Not that I think it’s all bad, because in the end you still have to ‘choose your battles’ and not everything is worth an entire fight but you do have to stand up for yourself. And untill a few years ago I was really, really bad at this. Not saying that I’m awesome at it right now, but I’d like to believe I’m getting better, no matter how difficult it can get sometimes.
It wasn’t like I was ever bullied or something, but if you go back the version of me in middle school I almost never said my opinion or contradicted somebody when they said something I didn’t like. I was very, very shy and you could see this in every aspect of the way I acted. And some people would try to change this or ‘help’ by trying to force me to say my opinion, but by doing that they were just making it awkward and making me feel worse. So what I would guess would work the best when you’re trying to get somebody out of their shell is just making sure they feel comfortable, talk to them about what they feel and never just start doing things that you think might help, because you just don’t know their reasons or ways of helping them like they (probably) do.

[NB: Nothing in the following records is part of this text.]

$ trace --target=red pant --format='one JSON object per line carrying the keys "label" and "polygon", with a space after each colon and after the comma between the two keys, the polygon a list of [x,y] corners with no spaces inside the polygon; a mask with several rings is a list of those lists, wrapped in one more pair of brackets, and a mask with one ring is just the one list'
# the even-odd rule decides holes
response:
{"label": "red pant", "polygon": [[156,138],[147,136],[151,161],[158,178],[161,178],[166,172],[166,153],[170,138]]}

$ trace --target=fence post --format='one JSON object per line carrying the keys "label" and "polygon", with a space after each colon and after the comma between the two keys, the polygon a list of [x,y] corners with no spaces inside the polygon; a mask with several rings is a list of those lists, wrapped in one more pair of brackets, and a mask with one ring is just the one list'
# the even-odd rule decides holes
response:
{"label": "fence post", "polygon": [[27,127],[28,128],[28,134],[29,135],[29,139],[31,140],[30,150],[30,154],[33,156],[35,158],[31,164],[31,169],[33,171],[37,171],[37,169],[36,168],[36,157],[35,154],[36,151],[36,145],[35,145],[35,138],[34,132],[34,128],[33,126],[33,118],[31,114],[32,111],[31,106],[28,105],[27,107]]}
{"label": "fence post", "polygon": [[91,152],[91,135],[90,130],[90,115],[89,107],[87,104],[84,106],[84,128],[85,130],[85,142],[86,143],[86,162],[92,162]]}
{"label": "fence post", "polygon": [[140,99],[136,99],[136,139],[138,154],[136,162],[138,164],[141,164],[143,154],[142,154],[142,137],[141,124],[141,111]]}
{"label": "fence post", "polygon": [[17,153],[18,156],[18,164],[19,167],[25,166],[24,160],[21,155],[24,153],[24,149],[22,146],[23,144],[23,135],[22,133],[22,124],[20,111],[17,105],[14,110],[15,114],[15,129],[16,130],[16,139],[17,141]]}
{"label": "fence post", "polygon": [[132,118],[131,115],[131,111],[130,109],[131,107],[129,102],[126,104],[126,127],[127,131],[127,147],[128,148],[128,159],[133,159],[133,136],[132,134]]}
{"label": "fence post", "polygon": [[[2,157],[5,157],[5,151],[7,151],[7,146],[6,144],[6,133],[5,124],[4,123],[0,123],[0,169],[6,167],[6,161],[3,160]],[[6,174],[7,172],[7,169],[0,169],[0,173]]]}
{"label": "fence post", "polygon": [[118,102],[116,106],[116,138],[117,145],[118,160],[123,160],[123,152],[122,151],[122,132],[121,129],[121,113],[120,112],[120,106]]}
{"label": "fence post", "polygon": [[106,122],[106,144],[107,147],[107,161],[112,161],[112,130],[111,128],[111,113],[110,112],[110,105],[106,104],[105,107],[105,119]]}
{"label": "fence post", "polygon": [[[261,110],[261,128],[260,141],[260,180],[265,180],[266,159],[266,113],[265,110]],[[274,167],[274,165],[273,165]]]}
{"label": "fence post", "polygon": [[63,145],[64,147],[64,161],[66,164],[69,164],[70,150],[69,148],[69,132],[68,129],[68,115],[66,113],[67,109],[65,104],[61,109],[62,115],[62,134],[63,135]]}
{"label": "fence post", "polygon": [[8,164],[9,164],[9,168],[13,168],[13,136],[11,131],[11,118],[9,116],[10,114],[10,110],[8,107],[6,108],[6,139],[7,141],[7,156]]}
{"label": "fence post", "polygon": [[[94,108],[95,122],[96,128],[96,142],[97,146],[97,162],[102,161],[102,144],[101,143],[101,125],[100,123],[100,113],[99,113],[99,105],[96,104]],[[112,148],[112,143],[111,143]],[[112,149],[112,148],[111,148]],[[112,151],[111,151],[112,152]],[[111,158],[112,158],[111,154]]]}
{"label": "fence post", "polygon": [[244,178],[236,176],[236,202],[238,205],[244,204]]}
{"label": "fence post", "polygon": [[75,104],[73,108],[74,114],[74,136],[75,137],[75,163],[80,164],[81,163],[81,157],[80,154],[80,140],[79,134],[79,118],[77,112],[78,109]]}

Right now it’s different though. Cause middle school happened quite some years ago and I’ve changed quite a bit. One of my old friends talked to me a few weeks ago and she kept repeating: “wow, you’ve changed”. And she didn’t just mean in appearance or just generally getting older. And for some weird reason that made me feel really good. Cause while that shy part is still a part of me, I didn’t completely like it. Right now I’m able to say how I feel and to feel comfortable enough to be my slightly sarcastic, unique self with my own opinions, and I love that. I’m still not the most outspoken, confident one around and I still don’t always stand up for myself like I want to or maybe should, but I feel like I’m still growing. And there is nothing wrong with that.
Because we don’t just say “I want to be more confident” and then we’re there. It’s a process where you have to fight for it and where you can sometimes still feel shit, but as I said before, that’s okay. You will have good days and bad days, days where you feel shit about yourself and days where you feel confident and good. And I guess I just want to remind you on the bad days, that you will get there. If I look at the version of me from a few years ago, and the version of me right now, I see a lot of positive changes. And if I can do that, then you can as well.